L’Institut national de veille sanitaire de France a tenté de préciser le comportement de l’ACC dans les bois imprégnés soumis aux intempéries. Dans la limite des données alors disponibles, cette évaluation ne permettait pas d’évaluer l’impact réel du traitement du bois sur la santé des utilisateurs. De ce fait, il était impossible, à partir des connaissances et des informations disponibles, de certifier tant l’existence que l’absence d’un risque. Selon ces évaluations, il apparaissait indispensable d’améliorer les connaissances tant sur le plan théorique que pratique sur certains paramètres d’évaluation des risques, tels les taux d’absorptions cutanée et digestive qui sont fonction de la valence de l’élément, la biodisponibilité, et les effets ou la réponse de l’organisme lors d’exposition à faible dose.
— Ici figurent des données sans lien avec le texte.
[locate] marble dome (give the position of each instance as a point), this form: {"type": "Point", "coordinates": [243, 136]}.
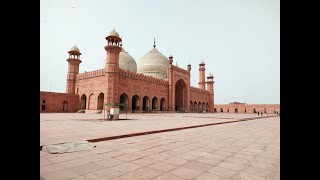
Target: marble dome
{"type": "Point", "coordinates": [75, 48]}
{"type": "Point", "coordinates": [114, 33]}
{"type": "Point", "coordinates": [153, 64]}
{"type": "Point", "coordinates": [126, 61]}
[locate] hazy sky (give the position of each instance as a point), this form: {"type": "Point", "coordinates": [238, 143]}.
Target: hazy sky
{"type": "Point", "coordinates": [239, 40]}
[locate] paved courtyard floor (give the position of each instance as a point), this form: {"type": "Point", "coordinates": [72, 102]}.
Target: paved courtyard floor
{"type": "Point", "coordinates": [239, 150]}
{"type": "Point", "coordinates": [66, 127]}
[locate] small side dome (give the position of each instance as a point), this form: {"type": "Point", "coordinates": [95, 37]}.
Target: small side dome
{"type": "Point", "coordinates": [114, 33]}
{"type": "Point", "coordinates": [75, 48]}
{"type": "Point", "coordinates": [126, 61]}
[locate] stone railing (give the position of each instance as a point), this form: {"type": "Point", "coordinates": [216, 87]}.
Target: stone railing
{"type": "Point", "coordinates": [91, 74]}
{"type": "Point", "coordinates": [141, 76]}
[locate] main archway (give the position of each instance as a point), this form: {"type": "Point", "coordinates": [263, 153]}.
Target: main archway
{"type": "Point", "coordinates": [135, 102]}
{"type": "Point", "coordinates": [124, 99]}
{"type": "Point", "coordinates": [181, 96]}
{"type": "Point", "coordinates": [83, 101]}
{"type": "Point", "coordinates": [100, 101]}
{"type": "Point", "coordinates": [154, 103]}
{"type": "Point", "coordinates": [65, 106]}
{"type": "Point", "coordinates": [145, 104]}
{"type": "Point", "coordinates": [162, 104]}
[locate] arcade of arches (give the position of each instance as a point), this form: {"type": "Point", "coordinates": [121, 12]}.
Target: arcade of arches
{"type": "Point", "coordinates": [247, 108]}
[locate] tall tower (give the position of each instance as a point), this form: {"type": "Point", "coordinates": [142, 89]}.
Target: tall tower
{"type": "Point", "coordinates": [210, 89]}
{"type": "Point", "coordinates": [170, 80]}
{"type": "Point", "coordinates": [112, 69]}
{"type": "Point", "coordinates": [73, 69]}
{"type": "Point", "coordinates": [202, 69]}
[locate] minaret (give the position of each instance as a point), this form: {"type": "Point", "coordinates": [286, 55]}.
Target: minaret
{"type": "Point", "coordinates": [73, 69]}
{"type": "Point", "coordinates": [188, 89]}
{"type": "Point", "coordinates": [210, 89]}
{"type": "Point", "coordinates": [202, 69]}
{"type": "Point", "coordinates": [112, 70]}
{"type": "Point", "coordinates": [170, 80]}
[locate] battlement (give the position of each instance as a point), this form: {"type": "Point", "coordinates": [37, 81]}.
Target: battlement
{"type": "Point", "coordinates": [247, 104]}
{"type": "Point", "coordinates": [198, 89]}
{"type": "Point", "coordinates": [56, 93]}
{"type": "Point", "coordinates": [141, 76]}
{"type": "Point", "coordinates": [91, 74]}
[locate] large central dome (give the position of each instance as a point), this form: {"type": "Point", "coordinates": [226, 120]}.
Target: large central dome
{"type": "Point", "coordinates": [127, 62]}
{"type": "Point", "coordinates": [154, 64]}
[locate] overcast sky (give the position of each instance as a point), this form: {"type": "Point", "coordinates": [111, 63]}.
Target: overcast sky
{"type": "Point", "coordinates": [239, 40]}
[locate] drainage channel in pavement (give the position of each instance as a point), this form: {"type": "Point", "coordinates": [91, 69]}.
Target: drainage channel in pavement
{"type": "Point", "coordinates": [167, 130]}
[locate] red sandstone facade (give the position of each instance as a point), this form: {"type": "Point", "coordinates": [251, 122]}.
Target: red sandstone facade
{"type": "Point", "coordinates": [58, 102]}
{"type": "Point", "coordinates": [247, 108]}
{"type": "Point", "coordinates": [138, 91]}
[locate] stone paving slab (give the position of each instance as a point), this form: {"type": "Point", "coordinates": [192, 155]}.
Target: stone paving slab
{"type": "Point", "coordinates": [56, 128]}
{"type": "Point", "coordinates": [211, 152]}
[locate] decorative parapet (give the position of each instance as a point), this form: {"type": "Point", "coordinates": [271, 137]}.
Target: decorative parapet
{"type": "Point", "coordinates": [91, 74]}
{"type": "Point", "coordinates": [198, 90]}
{"type": "Point", "coordinates": [57, 93]}
{"type": "Point", "coordinates": [141, 76]}
{"type": "Point", "coordinates": [247, 104]}
{"type": "Point", "coordinates": [176, 68]}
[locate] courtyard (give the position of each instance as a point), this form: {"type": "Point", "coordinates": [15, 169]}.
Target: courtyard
{"type": "Point", "coordinates": [237, 150]}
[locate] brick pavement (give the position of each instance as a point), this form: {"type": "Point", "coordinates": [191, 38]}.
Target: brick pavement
{"type": "Point", "coordinates": [241, 150]}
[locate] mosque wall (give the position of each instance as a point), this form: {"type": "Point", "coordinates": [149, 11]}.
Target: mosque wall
{"type": "Point", "coordinates": [199, 98]}
{"type": "Point", "coordinates": [247, 108]}
{"type": "Point", "coordinates": [58, 102]}
{"type": "Point", "coordinates": [141, 85]}
{"type": "Point", "coordinates": [89, 88]}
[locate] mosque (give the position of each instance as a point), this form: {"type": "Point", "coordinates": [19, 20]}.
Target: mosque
{"type": "Point", "coordinates": [151, 84]}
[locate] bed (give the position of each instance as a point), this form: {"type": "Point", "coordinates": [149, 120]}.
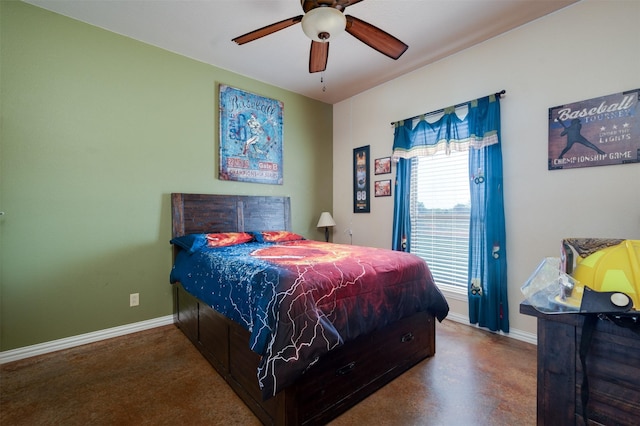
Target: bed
{"type": "Point", "coordinates": [351, 361]}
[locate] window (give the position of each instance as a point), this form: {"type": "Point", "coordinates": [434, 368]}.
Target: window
{"type": "Point", "coordinates": [440, 215]}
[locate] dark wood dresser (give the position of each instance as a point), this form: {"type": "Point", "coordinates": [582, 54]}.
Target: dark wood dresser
{"type": "Point", "coordinates": [613, 366]}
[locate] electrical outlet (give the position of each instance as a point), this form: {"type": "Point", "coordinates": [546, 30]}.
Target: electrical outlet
{"type": "Point", "coordinates": [134, 299]}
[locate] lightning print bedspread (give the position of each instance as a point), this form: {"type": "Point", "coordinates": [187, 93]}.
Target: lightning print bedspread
{"type": "Point", "coordinates": [301, 299]}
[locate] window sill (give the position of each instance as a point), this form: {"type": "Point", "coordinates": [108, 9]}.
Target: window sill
{"type": "Point", "coordinates": [454, 292]}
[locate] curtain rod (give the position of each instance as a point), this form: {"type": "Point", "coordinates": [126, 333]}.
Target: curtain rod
{"type": "Point", "coordinates": [497, 94]}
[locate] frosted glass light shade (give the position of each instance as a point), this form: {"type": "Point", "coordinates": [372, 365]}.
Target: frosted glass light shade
{"type": "Point", "coordinates": [323, 23]}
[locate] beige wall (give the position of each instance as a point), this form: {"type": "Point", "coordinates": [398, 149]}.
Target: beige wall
{"type": "Point", "coordinates": [581, 52]}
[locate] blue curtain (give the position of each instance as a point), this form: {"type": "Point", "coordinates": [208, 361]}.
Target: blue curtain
{"type": "Point", "coordinates": [401, 238]}
{"type": "Point", "coordinates": [488, 305]}
{"type": "Point", "coordinates": [478, 132]}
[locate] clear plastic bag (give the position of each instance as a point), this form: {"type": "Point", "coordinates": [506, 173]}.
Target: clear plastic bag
{"type": "Point", "coordinates": [551, 291]}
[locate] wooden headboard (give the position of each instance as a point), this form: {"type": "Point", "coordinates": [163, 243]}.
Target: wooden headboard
{"type": "Point", "coordinates": [205, 213]}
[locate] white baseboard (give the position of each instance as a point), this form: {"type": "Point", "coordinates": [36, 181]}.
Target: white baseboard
{"type": "Point", "coordinates": [82, 339]}
{"type": "Point", "coordinates": [515, 334]}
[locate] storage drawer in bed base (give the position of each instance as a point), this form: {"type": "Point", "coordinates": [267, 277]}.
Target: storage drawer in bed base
{"type": "Point", "coordinates": [336, 383]}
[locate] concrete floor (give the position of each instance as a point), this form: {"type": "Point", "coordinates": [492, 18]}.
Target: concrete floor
{"type": "Point", "coordinates": [157, 377]}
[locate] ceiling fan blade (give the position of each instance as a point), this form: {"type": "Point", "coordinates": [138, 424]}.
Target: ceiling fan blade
{"type": "Point", "coordinates": [374, 37]}
{"type": "Point", "coordinates": [308, 5]}
{"type": "Point", "coordinates": [269, 29]}
{"type": "Point", "coordinates": [318, 56]}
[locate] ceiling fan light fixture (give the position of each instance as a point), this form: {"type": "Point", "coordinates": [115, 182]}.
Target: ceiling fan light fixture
{"type": "Point", "coordinates": [323, 24]}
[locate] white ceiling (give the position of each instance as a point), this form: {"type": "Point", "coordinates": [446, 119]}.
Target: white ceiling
{"type": "Point", "coordinates": [203, 29]}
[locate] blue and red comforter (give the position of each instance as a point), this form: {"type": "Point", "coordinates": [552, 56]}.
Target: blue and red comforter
{"type": "Point", "coordinates": [300, 299]}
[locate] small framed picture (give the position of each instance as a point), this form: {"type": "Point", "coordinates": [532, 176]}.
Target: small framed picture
{"type": "Point", "coordinates": [361, 179]}
{"type": "Point", "coordinates": [382, 188]}
{"type": "Point", "coordinates": [382, 166]}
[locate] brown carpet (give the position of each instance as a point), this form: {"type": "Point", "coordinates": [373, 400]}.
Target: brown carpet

Même si les analyses du risque ne sont pas complétées, et que le US EPA et Santé Canada n’ont pas conclu qu’il y avait un risque inacceptable pour le public à utiliser les produits à base d’ACC, ces organismes considèrent malgré tout qu’une réduction de l’exposition à l’arsenic est souhaitable.

Des mesures préventives

Même si les risques réels pour les enfants ne sont pas clairement définis, il apparaît que des mesures préventives peuvent déjà être préconisées d’autant plus que les alternatives au bois traité sont maintenant disponibles. Voici en résumé les recommandations proposées par les organismes concernés qui se sont penchés sur cette question.

  • Éviter d’utiliser du bois traité à l’ACC dans la construction de projets où les enfants pourraient être en contact direct avec le bois.
  • Pour tout projet qui implique un contact direct avec les enfants, la nourriture ou les produits du jardin, il est recommandé d’utiliser des matériaux alternatifs comme le plastique recyclé, le métal ou le bois non traité.
  • Il n’est pas recommandé d’utiliser le bois traité à l’ACC pour la construction de table de pique-nique.
  • Bien qu’il ne soit pas nécessaire de démolir les structures ayant encore une durée de vie utile, il apparaît important de les sceller avec une teinture à base d’huile à tous les 2 ans et ce, surtout dans les aires de jeux, les parcs municipaux et les installations scolaires.
  • Ne jamais brûler de bois traité à l’ACC car la combustion concentre et libère les agents chimiques de préservation dans les cendres et la fumée.
  • Éviter que le bois traité à l’ACC ne soit en contact direct avec une source d’eau potable.
  • Le bois traité à l’ACC ne doit pas être utilisé comme paillis, pour faire du compost ou comme combustible solide.

Quelques sources

  1. Agence de réglementation de la lutte antiparasitaire (ARLA), 2002. Mise à jour sur la réévaluation du bois traité à l’arséniate de cuivre chromaté au Canada. Note sur la réévaluation REV2002-01, 12 février 2002. www.hc-sc.gc.ca/pmra-arla/francais/pdf/rev/rev_2002-01-f.pdf
  2. Fields, S., 2001. Caution-children at play : how dangerous is CCA? Environ Health Pespect, 109(6): A262-9.
  3. Frery, n. ET jouan, m., 1995. Expertise du rapport 1994 de la FRAPNA sur les CCA. Réseau national de santé publique, Unité Santé Environnement,Saint-Maurice cedex - France, 23 pages, annexes.
  4. United States Environmental Protection agency (US EPA), 2001. Preliminary evaluation of the non-dietary hazard and exposure to children from contact with chromated copper arsenate treated wood playground structures and contaminated soil. Scientific Advisory Panel report No. 2001-12, 62 p. www.epa.gov/scipoly/sap/2001/october/ccawood.pdf.